Thank you for your response! ClojureScript is by far the best target-to-browser solution I have used. The REPL experience is stunning, macros work as expected, and Cljc compilation is seamless. Working with it is pure joy.
Thanks again for everything you did for ClojureScript, and your talks are also really inspiring!
Normally Webpack loader transforms a single file to another file, like CoffeeScript to JavaScript, mapping one to one. So when it's processing a single file, the loader probably has no knowledge on other files. When it's importing another module, it's Webpack detecting there's a `require` or `import` and revolsing that file.
This solution is not working for ClojureScript. I thought it was thheller told me that ClojureScript has macros, it's not just transforming files one by one, which is not how I was taught to write a loader...
There might be some solution but could be tricky. At least we still need a ClojureScript provided by JVM, which is already a lot more sophistached than a normal Webpack loader.
Yep. But having this feature only in shadow-cljs doesn't do much for the ecosystem as a whole since non-portable. With this change, many tools, cljsbuild, Figwheel, etc. have the same capabilities. It also opens the door for creating ClojureScript libraries that depend on node_modules and these can again be consumed with any tool.
Thank you so much for all of your work on ClojureScript, @swannodette!
I love the work that's been done on shadow-cljs (and the maintainer is amazing) -- I've had a vastly easier and more stable time than with JS bundlers.
That said, in building a business on top of Clojure(Script), it's incredibly reassuring to know that shadow isn't a single point of failure.

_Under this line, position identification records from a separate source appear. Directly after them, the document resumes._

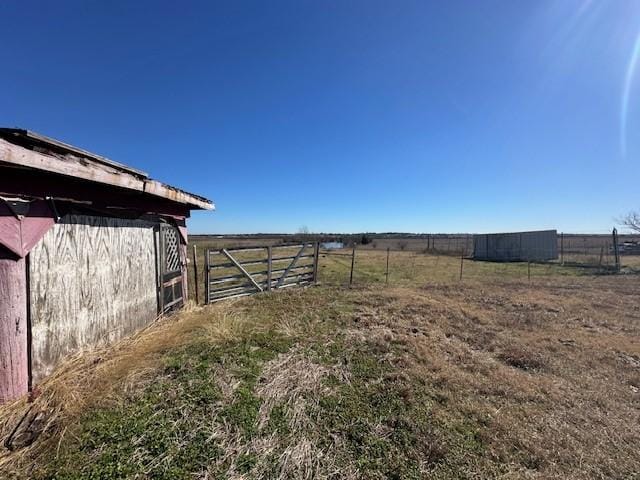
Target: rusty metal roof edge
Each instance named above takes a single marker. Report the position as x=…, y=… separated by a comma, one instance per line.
x=71, y=149
x=151, y=186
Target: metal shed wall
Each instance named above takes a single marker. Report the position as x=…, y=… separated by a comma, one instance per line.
x=92, y=281
x=517, y=246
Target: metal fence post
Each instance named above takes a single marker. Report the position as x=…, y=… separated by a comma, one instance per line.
x=195, y=274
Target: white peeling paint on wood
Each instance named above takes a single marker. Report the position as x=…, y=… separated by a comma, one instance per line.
x=92, y=281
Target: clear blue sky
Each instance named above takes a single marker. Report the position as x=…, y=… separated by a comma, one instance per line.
x=443, y=116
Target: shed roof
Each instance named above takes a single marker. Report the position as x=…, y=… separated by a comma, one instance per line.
x=26, y=149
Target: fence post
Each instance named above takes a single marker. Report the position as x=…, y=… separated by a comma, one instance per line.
x=206, y=276
x=195, y=274
x=316, y=259
x=601, y=254
x=387, y=273
x=269, y=262
x=616, y=250
x=353, y=261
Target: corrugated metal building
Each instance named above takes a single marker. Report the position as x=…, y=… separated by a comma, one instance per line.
x=90, y=251
x=536, y=246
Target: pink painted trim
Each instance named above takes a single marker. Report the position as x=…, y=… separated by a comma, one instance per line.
x=20, y=235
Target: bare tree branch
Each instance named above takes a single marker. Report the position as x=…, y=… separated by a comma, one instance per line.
x=631, y=220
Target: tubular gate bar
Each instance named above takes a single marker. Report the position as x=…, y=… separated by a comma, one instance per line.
x=241, y=271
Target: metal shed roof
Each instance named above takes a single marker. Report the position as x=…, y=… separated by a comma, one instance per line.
x=26, y=149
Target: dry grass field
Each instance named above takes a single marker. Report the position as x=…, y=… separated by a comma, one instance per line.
x=494, y=376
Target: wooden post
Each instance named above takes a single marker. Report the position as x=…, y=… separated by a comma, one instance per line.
x=353, y=261
x=269, y=266
x=316, y=258
x=601, y=254
x=387, y=273
x=616, y=248
x=195, y=274
x=14, y=349
x=206, y=276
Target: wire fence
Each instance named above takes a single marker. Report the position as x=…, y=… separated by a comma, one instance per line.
x=444, y=259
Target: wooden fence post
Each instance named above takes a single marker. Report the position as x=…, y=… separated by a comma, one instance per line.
x=601, y=255
x=269, y=267
x=353, y=261
x=316, y=259
x=616, y=248
x=387, y=273
x=206, y=276
x=195, y=274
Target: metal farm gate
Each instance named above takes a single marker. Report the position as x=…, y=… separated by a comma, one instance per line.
x=236, y=272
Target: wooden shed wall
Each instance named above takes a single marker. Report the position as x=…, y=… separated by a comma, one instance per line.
x=14, y=370
x=92, y=281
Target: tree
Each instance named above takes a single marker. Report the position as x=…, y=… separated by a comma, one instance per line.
x=632, y=221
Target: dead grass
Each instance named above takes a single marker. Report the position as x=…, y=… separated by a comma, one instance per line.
x=91, y=377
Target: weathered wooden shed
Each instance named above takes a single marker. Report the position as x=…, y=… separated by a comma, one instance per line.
x=90, y=251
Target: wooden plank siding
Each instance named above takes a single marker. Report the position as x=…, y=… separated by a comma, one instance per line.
x=92, y=281
x=14, y=360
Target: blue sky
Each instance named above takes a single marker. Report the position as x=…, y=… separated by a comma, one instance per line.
x=456, y=116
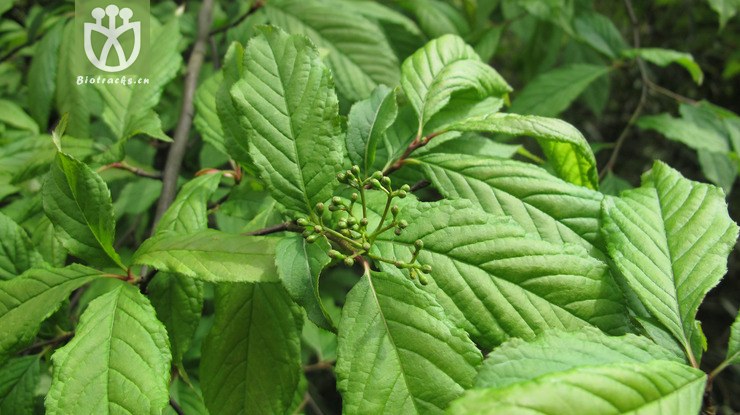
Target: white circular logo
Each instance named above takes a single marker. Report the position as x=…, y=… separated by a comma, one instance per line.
x=112, y=32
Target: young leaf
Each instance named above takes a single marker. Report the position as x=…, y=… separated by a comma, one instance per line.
x=126, y=359
x=211, y=255
x=398, y=353
x=299, y=265
x=252, y=356
x=518, y=361
x=542, y=204
x=665, y=57
x=17, y=253
x=552, y=92
x=670, y=240
x=657, y=387
x=443, y=67
x=497, y=283
x=565, y=147
x=290, y=111
x=189, y=211
x=78, y=203
x=178, y=302
x=368, y=120
x=357, y=51
x=733, y=347
x=19, y=379
x=42, y=75
x=28, y=300
x=129, y=111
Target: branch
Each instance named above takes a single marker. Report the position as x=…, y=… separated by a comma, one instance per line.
x=417, y=143
x=180, y=139
x=645, y=80
x=280, y=227
x=135, y=170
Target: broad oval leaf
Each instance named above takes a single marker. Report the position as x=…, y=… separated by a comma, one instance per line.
x=252, y=356
x=542, y=204
x=126, y=359
x=555, y=351
x=498, y=283
x=356, y=48
x=300, y=265
x=670, y=240
x=211, y=255
x=19, y=379
x=443, y=67
x=398, y=353
x=565, y=147
x=17, y=253
x=26, y=301
x=659, y=387
x=290, y=111
x=78, y=203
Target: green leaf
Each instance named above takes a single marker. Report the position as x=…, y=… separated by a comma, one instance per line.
x=126, y=359
x=670, y=240
x=355, y=48
x=290, y=111
x=19, y=379
x=726, y=9
x=657, y=387
x=443, y=67
x=211, y=255
x=368, y=121
x=542, y=204
x=299, y=265
x=14, y=116
x=178, y=302
x=17, y=253
x=42, y=75
x=398, y=353
x=565, y=147
x=554, y=91
x=733, y=346
x=28, y=300
x=189, y=211
x=497, y=283
x=518, y=361
x=206, y=118
x=252, y=356
x=129, y=111
x=227, y=112
x=665, y=57
x=78, y=203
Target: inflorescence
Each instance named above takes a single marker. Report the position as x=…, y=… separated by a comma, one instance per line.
x=349, y=234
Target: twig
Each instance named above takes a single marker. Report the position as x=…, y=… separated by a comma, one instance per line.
x=280, y=227
x=59, y=339
x=121, y=165
x=643, y=94
x=417, y=143
x=180, y=139
x=256, y=6
x=176, y=407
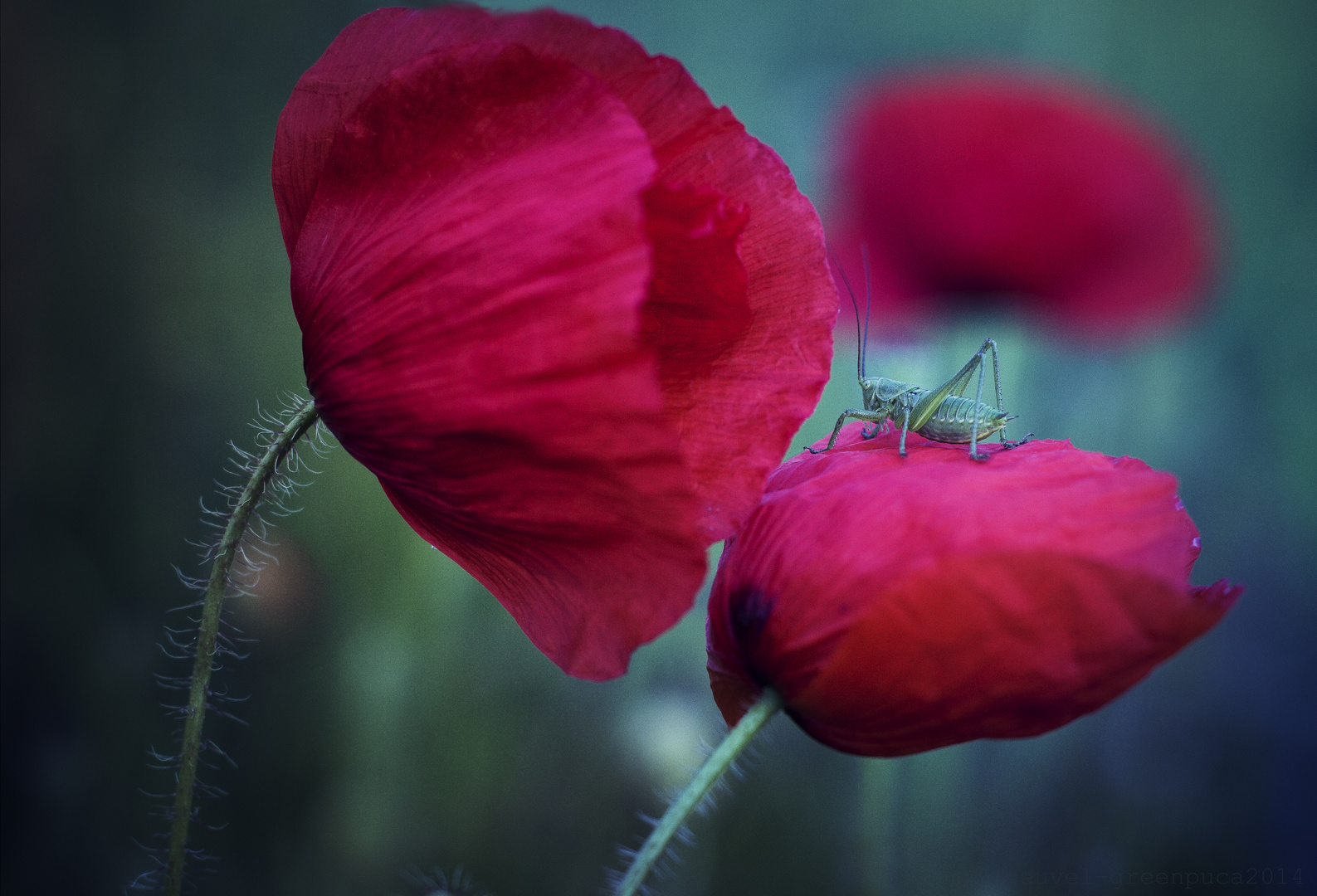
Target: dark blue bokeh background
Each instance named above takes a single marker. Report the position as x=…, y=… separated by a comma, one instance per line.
x=398, y=718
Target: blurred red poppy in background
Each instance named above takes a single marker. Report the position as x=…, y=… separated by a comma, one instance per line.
x=906, y=604
x=567, y=311
x=983, y=187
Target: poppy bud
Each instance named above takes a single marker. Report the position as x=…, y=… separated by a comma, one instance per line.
x=904, y=604
x=565, y=309
x=982, y=186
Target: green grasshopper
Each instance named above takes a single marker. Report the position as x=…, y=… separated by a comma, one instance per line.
x=942, y=415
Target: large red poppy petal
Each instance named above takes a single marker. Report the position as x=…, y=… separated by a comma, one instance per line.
x=469, y=280
x=327, y=95
x=996, y=645
x=738, y=397
x=739, y=410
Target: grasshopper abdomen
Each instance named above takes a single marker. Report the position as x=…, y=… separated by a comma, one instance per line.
x=954, y=420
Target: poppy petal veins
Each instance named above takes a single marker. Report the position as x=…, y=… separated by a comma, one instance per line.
x=500, y=228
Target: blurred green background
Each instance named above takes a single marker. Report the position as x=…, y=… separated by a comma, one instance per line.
x=397, y=718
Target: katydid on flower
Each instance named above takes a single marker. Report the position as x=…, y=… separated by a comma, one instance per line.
x=942, y=415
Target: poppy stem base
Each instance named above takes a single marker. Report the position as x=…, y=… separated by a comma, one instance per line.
x=697, y=790
x=277, y=449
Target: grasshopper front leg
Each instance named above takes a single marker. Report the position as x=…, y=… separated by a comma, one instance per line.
x=872, y=416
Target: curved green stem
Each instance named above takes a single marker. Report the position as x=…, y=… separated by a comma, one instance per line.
x=718, y=761
x=211, y=606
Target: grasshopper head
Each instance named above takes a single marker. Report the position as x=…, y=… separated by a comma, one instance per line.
x=883, y=393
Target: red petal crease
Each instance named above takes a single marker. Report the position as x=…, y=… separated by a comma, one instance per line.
x=904, y=604
x=740, y=403
x=567, y=311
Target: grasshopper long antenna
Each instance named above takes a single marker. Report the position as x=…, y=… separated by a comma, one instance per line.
x=868, y=304
x=861, y=341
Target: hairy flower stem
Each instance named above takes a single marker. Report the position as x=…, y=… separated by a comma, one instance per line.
x=211, y=606
x=698, y=788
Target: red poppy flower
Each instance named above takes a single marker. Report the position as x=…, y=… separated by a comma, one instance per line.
x=906, y=604
x=982, y=184
x=567, y=311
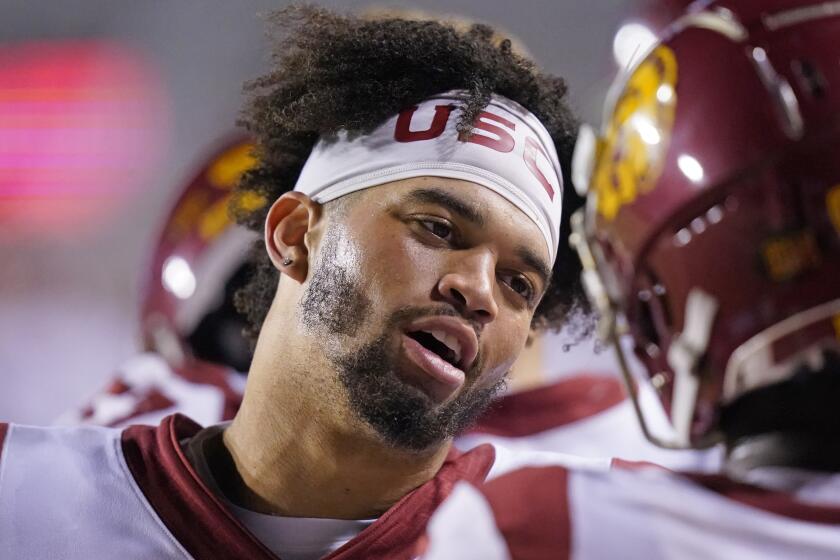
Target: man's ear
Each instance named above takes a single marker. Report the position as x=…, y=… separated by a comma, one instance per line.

This feature will make integrating/selling ClojureScript into existing projects easier too -- I only wish that I'd had this when moving from company to company a few years ago -- I'd have brought ClojureScript to a number of places. :)
@swannodette
In the library case does the cljs built library need a clojure runtime bundled? Or does banning eval and running it through Closure allow for only the bare minimum to be pulled through?
1. NPM is analogous to Maven for Java. Yes the ClojureScript bundler target lets you use anything you've installed from NPM into your project's `node_modules` directory. Not many limitations because we wash our hands of dealing with this stuff - use whatever popular bundler solution you prefer.
2. Not for creating NPM packages, just consuming them. Webpack lets you use dependencies from NPM and package them up into a single JS (or code-split) asset to be used on a webpage. Note, we have no integration to any particular bundler. You could just as easily run Metro for React Native on the output and build a mobile app.
When we eventually remove the direct GCL dependency it will sadly be more for optics than anything else.